Was es sonst noch gab


Schick Essen
Tonkatsu
Kalbschnitzel, Coleslaw, Pflaumen-Ingwer-Ketchup. 15 Euro
Tonkatsu gehört zur Japanischen Küche, seit sich die Japaner Ende des 19 Jahrhunderts der europäischen Küche öffneten und das Wiener Schnitzel dort ganz groß in Mode kam. Ich konnte einmal für eine Reportage dem japanisch-stämmigen Meisterkoch Daniel Takeshi aus Bochum beim Tonkatsu-Machen zugucken. Für seine Version mit Hirsch panierte er das Fleisch ganz klassisch, allerdings mit Panko, dem japanischen Paniermehl. Als Beilage gab es hauchdünn geschnittene Streifen von völlig unbehandeltem rohem Spitzkohl. Die eigentliche Kochleistung war das Zusammen-Mixen der Sauce aus unzähligen exotischen Zutaten. Beim „Schick Essen“ wurde das panierte Kalbsschnitzel mit Coleslaw serviert, dem amerikanischen Weißkohlsalat. Das ist durchaus stilecht, denn die amerikanischen Essgewohnheiten haben durch die übermäßige Präsenz des US-Militärs auf der südjapanischen Insel Okinawa die dortige Küche maßgeblich beeinflusst. Der süß-pikante Pflaumen-Ingwer-Ketchup war die passende Ergänzung. Das Schnitzel selbst nahm es lässig mit dem schönen Wiener Schnitzel auf, das ich neulich auf der Gourmetmeile „Castrop kocht über“ gegessen hatte (klick hier).



Alte Metzgerei
Thunfisch Tataki
Wakame, Wasabi-Crème, eingelegter Ingwer, Terriyaki-Sauce. 8 Euro
Beim Besuch der „Alten Metzgerei“ im ehemaligen Domizil von Nelson Müllers „Schote“ neulich gab es ein wunderbares Thunfisch Tatar, das weitgehend mit den gleichen Zutaten hergestellt war (klick hier). Jetzt hatte ich die Gelegenheit, die Variante mit großen Fischstücken zu probieren.

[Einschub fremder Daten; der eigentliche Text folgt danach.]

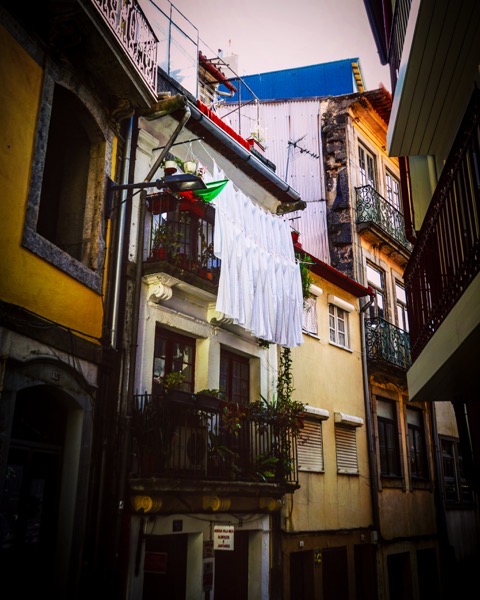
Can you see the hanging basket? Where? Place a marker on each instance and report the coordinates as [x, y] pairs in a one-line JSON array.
[[170, 167], [189, 166]]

Der Thunfisch war mit Sesam mariniere und perfekt angegrillt, die Saucen geschmacksintensiv, der Wakamesalat angenehm gesäuert, das beigelegte Brot sättigend – eine ideale Vorspeise.



Alte Metzgerei
Die „Echte“ Dönninghaus-Currywurst
Parmesan-Freis, Trüffelmayo. 8 Euro
In Bochum gehört die Currywurst von Dönninghaus samt Sauce, wie sie am Stand im Bermudadreieck ausgegeben wird, zur kulinarischen Folklore, seit Herbert Grönemeyer sie in einem Song besungen hat. Aber um sie auf der Spitzen-Gourmetmeile zu präsentieren, das fand ich schon früher beim „Me[a]ts“, dem Vorgängerstand der „Alten Metzgerei“, etwas irritierend. Dafür reicht doch der Weg in nächste Pommesbude. Doch ich vergaß, dass auch am feinsten Gourmetmeilenstand beim Essen mit den Füßen abgestimmt wird. Das war schon früher so, als beim „Schloss Hugenpoet“ ausgerechnet der Burger der Renner war und weniger die sternverdächtigen Kreationen der Schlossküche.
Doch wie dem auch sei, mit diesem Hauptgericht bekommt der Currywurstfan etwas Ordentliches auf den Teller. Eine Wurst mit Legende, eine süß-scharfe Sauce, die zum Getränke-Konsum animiert, knusprig-leckere Pommes und eine samtige Trüffelmayo.


„Essen verwöhnt“ geht noch bis So., 18.6.2023. Essen, Kettwiger Str. Tägl. ab 12 Uhr. Alle Infos und Speiskarten klick hier.

Der Genießer bedankt sich für die Einladungen.